Advanced LIGO and the Origin of the r-Process

An artist’s rendition of a neutron star merger. Credit: NASA Goddard

Nuclear reactions in stars and in their final supernova explosions are responsible for the creation of light elements from beryllium to iron in the Universe. On the other hand, the astrophysical sites responsible for the production of heavier elements, such as silver and gold, are still poorly understood. It is currently under discussion whether neutron star mergers (NSMs) or core-collapse supernovae (CC SNe) have been the main source of elements forged by the rapid neutron capture process (r-process). In theory, galactic chemical evolution (GCE) simulations can test these two scenarios by comparing their respective predictions with observations, e.g. with europium abundances in observed galaxies. The GCE simulations reveal that both scenarios, the CC SNe and the NSMs scenario, are able to produce the chemical evolution trends of europium, as well as a combination of both, so that further constraints are required in order to identify the main astrophysical site of the r-process.

In a recent study [1], we compiled the average occurrence of NSMs needed for chemical evolution models to reproduce the europium abundance pattern measured in the Milky Way. We then convolved this number with the cosmic star formation history and compared the resulting NSM rate with the upper limits established by Advanced LIGO (Fig. 2). Within the current uncertainties (blue shaded area), the rates predicted by GCE (using NSMs only as the source of the r-process elements) are consistent with the LIGO upper limits. However, more work is needed to reduce the uncertainties and upcoming gravitational wave detections will certainly improve our ability to constrain the origin of the r-process.

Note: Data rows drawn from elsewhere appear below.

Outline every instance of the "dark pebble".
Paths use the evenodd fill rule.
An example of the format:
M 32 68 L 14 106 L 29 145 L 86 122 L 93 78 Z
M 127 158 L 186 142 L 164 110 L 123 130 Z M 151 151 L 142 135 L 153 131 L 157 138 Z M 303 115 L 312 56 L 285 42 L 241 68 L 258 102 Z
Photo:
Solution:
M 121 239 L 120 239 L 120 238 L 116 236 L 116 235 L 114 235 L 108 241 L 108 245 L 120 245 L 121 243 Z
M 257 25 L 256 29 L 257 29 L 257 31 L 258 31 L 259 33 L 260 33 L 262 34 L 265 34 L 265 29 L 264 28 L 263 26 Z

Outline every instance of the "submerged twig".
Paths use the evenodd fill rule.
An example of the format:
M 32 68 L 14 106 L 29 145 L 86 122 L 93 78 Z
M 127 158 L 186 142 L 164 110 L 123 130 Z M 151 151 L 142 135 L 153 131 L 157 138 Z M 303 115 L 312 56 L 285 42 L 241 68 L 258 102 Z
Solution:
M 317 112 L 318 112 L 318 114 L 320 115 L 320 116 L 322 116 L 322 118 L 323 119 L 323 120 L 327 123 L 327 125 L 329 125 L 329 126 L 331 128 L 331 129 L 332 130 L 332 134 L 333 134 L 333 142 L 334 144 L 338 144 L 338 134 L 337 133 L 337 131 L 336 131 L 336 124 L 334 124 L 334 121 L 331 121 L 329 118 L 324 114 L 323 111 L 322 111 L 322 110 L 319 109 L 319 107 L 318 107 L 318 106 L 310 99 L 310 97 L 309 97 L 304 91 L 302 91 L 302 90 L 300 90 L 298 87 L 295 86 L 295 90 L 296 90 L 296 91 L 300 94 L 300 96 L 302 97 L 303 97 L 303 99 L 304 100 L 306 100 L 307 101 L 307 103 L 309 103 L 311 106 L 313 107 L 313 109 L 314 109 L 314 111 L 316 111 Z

Researchers: B. Côté (MSU & UVic), K. Belczynski (Warsaw U.), C. Fryer (LANL), C. Ritter (UVic), A. Paul (UVic), B. Wehmeyer (U. Basel), and B. O'Shea (MSU)


Further Reading:

[1] B. Côté et al. 2017, ApJ, 836, 230

[2] B. P. Abbott et al. 2016, ApJL, 832, L21

NSM rate density needed in GCE studies
Fig. 2. NSM rate density needed in GCE studies (blue) and predicted by population synthesis models (green), as a function of redshift (0 refers to the present). Blue and green shaded areas represent uncertainties. O1, O2, and O3 (pink) are upper limits established by Advanced LIGO [2].